Le chant tient toujours une place très importante dans la liturgie. Jadis, les chantres (uniquement des hommes) participaient par leurs chants aux offices religieux et aux processions. En 1875, ils étaient au nombre de huit, le premier chantre et l’instituteur du village instruisaient leurs confrères au plaint chant en période d’hiver. Aux sépultures, les chantres suivaient le cortège funèbre en psalmodiant. Les anciens se souviennent des chantres : Jean Boyer et Joseph Rolland dit Jousepou. Ensuite, un chœur de chant mixte, constitué d’une dizaine de personnes, a été créé. Parmi les solistes, on retrouvait les deux chantres déjà cités, Elise Tescou et Emile Bernadou. Plus tard, les voix de Clémence Perrissé, puis de Marinette Thuriès, Julien Thuriès et Louis Ferrasse sont venues s’ajouter au chœur. Les anciens Lasbordais ont encore en mémoire Joseph Rolland chantant l’Adeste Fideles, Noël en mer et Minuit Chrétien interprétés par Clémence Pérrissé ou la Messe des Morts entonnée par Julien Thuriès. Ces chants plongés l’assistance dans un « émoi solennel ».

 

L’accompagnement instrumental, à l’église de Lasbordes est apparu en 1860 avec l’ophicléide. C’était un instrument à vent muni de clés et d’une embouchure, il était, au XIXème siècle, en usage dans les églises pour accompagner le plain chant.

Peu après, l’achat d’un harmonium s’imposait pour rendre plus solennels les offices religieux, de plus, à cette époque, plusieurs églises rurales furent pourvues de cet instrument.
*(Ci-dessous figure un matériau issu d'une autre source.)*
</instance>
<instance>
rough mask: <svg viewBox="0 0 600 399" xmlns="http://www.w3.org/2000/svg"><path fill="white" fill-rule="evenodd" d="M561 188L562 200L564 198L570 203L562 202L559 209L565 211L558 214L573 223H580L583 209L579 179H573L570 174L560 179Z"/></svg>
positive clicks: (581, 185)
L’achat de l’harmonium eu lieu en 1869, il s’agit d’un orgue à deux jeux provenant de chez Maugé, fabricant à Paris. Se sont succédés au clavier : Marie Cenet, Raymonde Boyer et Joseph Bousquet. Certains ont le souvenir du 8 mai 1945, lorsque la Victoire fut annoncée, la population se rendit à l’église où l’organiste joua La Marseillaise à l’harmonium.